Foto : Perundingan Bipartit
AURA(DUMAI) - FSPMI Kota Dumai melaporkan PT. Karya Fia Utama, yang merupakan mitra kerja RS Awal Bros Dumai, kepada Pengawas Ketenagakerjaan Provinsi Riau atas dugaan pelanggaran ketenagakerjaan terkait pembayaran upah. Laporan tersebut diajukan setelah upaya penyelesaian melalui perundingan bipartit tidak membuahkan hasil.
Permasalahan bermula dari pengaduan sejumlah eks pekerja PT. Karya Fia Utama yang sebelumnya ditempatkan di RS Awal Bros Dumai. Para pekerja meminta pendampingan kepada Federasi Serikat Pekerja Metal Indonesia (FSPMI) Kota Dumai karena menduga adanya pembayaran upah di bawah Upah Minimum Kota (UMK) Dumai serta dugaan pelanggaran pembayaran upah lembur.
Sebelum menempuh jalur pengaduan kepada Pengawas Ketenagakerjaan, FSPMI Kota Dumai telah mengundang pihak perusahaan untuk menyelesaikan persoalan melalui perundingan bipartit. Pertemuan tersebut digelar di Home Public FSPMI Kota Dumai, Jalan Sei Masang Nomor 118 A, Kelurahan Buluh Kasap, pada 14 Juli 2026 dan dihadiri perwakilan perusahaan yang terdiri dari Human Resources Development (HRD) serta pembina perusahaan.
Dalam pertemuan tersebut, perwakilan pekerja memaparkan pokok-pokok permasalahan yang muncul selama hubungan kerja berlangsung.
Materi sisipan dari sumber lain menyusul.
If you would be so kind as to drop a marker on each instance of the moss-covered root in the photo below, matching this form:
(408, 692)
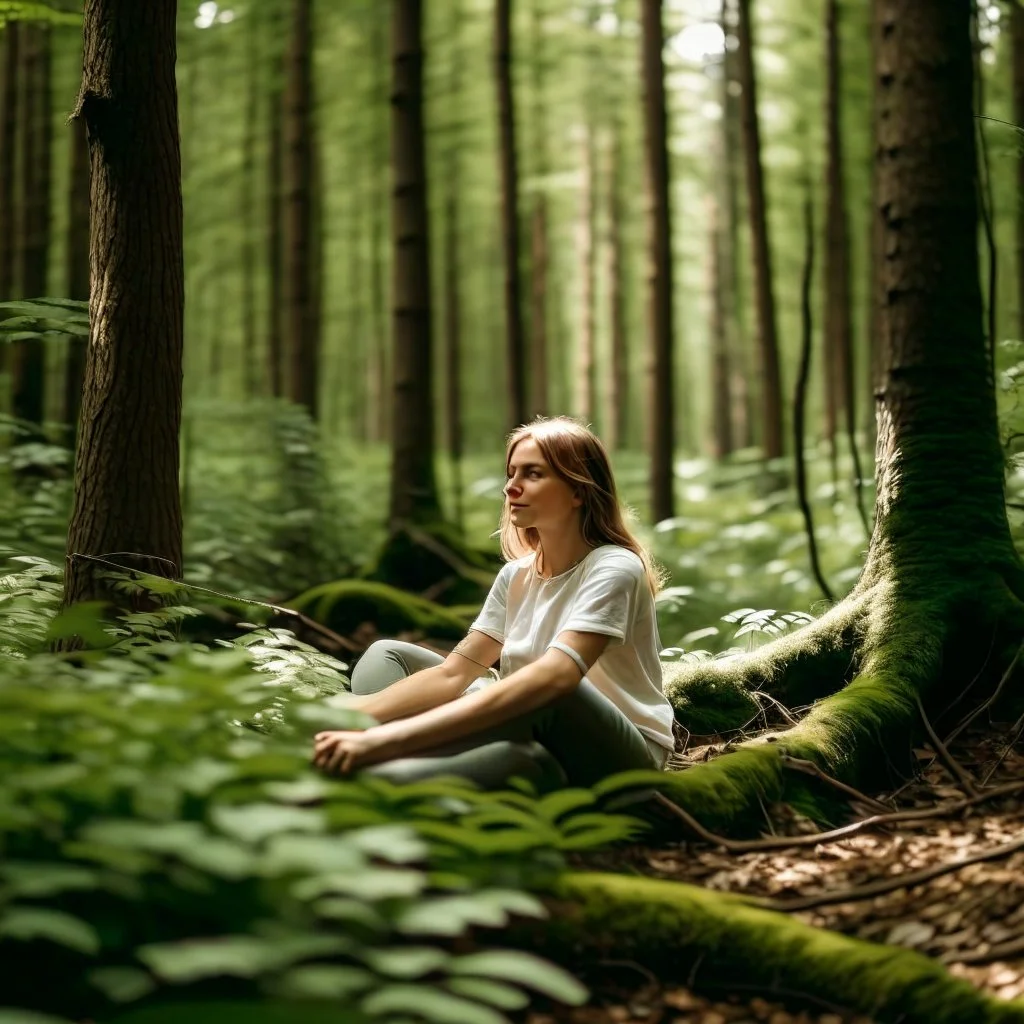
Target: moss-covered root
(797, 669)
(671, 927)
Berbagai persoalan disampaikan sebagai dasar tuntutan agar hak-hak pekerja dapat dipenuhi sesuai ketentuan perundang-undangan yang berlaku.
Ketua Konsulat Cabang FSPMI Kota Dumai yang juga merupakan Pengurus Lembaga Bantuan Hukum FSPMI Provinsi Riau, Mhd Alfien Dicky Khasogi, mengatakan pihaknya telah mengumpulkan sejumlah alat bukti yang mengarah pada dugaan pelanggaran pembayaran upah dan upah lembur oleh perusahaan.
"Beberapa alat bukti yang kami miliki mengarah pada dugaan pembayaran upah di bawah Upah Minimum Kota Dumai serta adanya dugaan pelanggaran pembayaran upah lembur. Bukti-bukti tersebut menjadi dasar kami dalam mengajukan pengaduan kepada Pengawas Ketenagakerjaan Provinsi Riau," ujar Mhd Alfien Dicky Khasogi.
Menurutnya, FSPMI telah memberikan kesempatan kepada perusahaan untuk menyelesaikan persoalan secara musyawarah melalui mekanisme bipartit. Namun hingga batas waktu yang diberikan, tidak terdapat penyelesaian yang dapat memenuhi tuntutan pekerja.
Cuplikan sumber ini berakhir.